3. Once you've learned your lessons, set your percentages (either split or one-sided) accordingly.
I have been working on a wedding planners market place. It has been fun trying out various combinations. Have a combination of free + paid on both sides
1. Basic service - make it free to drive the user base. A market place is attractive only when you have large user base
2. Value added services - Have a menu and charge accordingly.
3. Combo offers - always link the offers to the number of transactions with an expiry date. This will help you drive volumes
1. Base service - No charge to supplier
2. Value added services - charge single digit , may be 2% or 3% per transactions
3. Combo offers - charge up to 7% or 8%
Most importantly, start having elements which will reduce bounce rate, if it is web based offering.
It would be better if you clearly define the service and the target market so that the various value streams can be mapped and the overall offerings can be worked out.
Hope this helps.
There is a great article about this written by Bill Gurley.

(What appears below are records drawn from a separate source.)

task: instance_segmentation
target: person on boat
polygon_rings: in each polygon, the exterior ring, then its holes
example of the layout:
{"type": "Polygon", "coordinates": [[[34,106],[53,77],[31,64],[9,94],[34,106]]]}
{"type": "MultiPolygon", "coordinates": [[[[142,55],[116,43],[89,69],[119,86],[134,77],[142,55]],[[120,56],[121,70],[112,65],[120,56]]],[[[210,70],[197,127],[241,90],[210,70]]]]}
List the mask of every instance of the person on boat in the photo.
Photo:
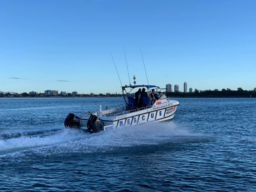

Basically price is a friction factor in a marketplace. So you need to balance it in a way that creates less friction (lower prices) and at the same time keep your business profitable.
Basically there are several factors that determine the business model:
- Who pays. Generally the side that gets the most value should be charged, however some platforms split the payments between both sides.
- Marginal costs. If producing a good or service for your supply takes a lot of time or effort it will be hard to charge a high percentage for this. Think Etsy, suppliers need to buy material and craft a product.
At the same time if a product can be easily reproduced or resold, you can charge a higher percentage (e.g. ilustrations, templates, songs, apps). If you add to this a platform with big power percentage can be really high ( Apple appstore: 30%, Shutterstock: 70%. This is also why music creators hate Spotify as you need 336 842 plays to earn US minimum wage.
- Frequency and size of transactions
Typically the frequency and size of transactions are correlated. The larger the size of the transaction the lower the frequency.
Uber, for instance, has a huge frequency however each transaction is small. Airbnb, on the other hand, has a much lower frequency yet the size of the transaction is larger.
- Other revenue streams
You may also lower your transaction cost by implementing additional revenue streams like listing fees in case of Etsy.
- Market Position
Generally the stronger the market position of your marketplace the higher fee you can charge for this. However, this inevitably attracts competition.
Generally, there is no set rule for pricing you need to "figure it our" by experimenting or use a product like Priceintelligently that can help you out.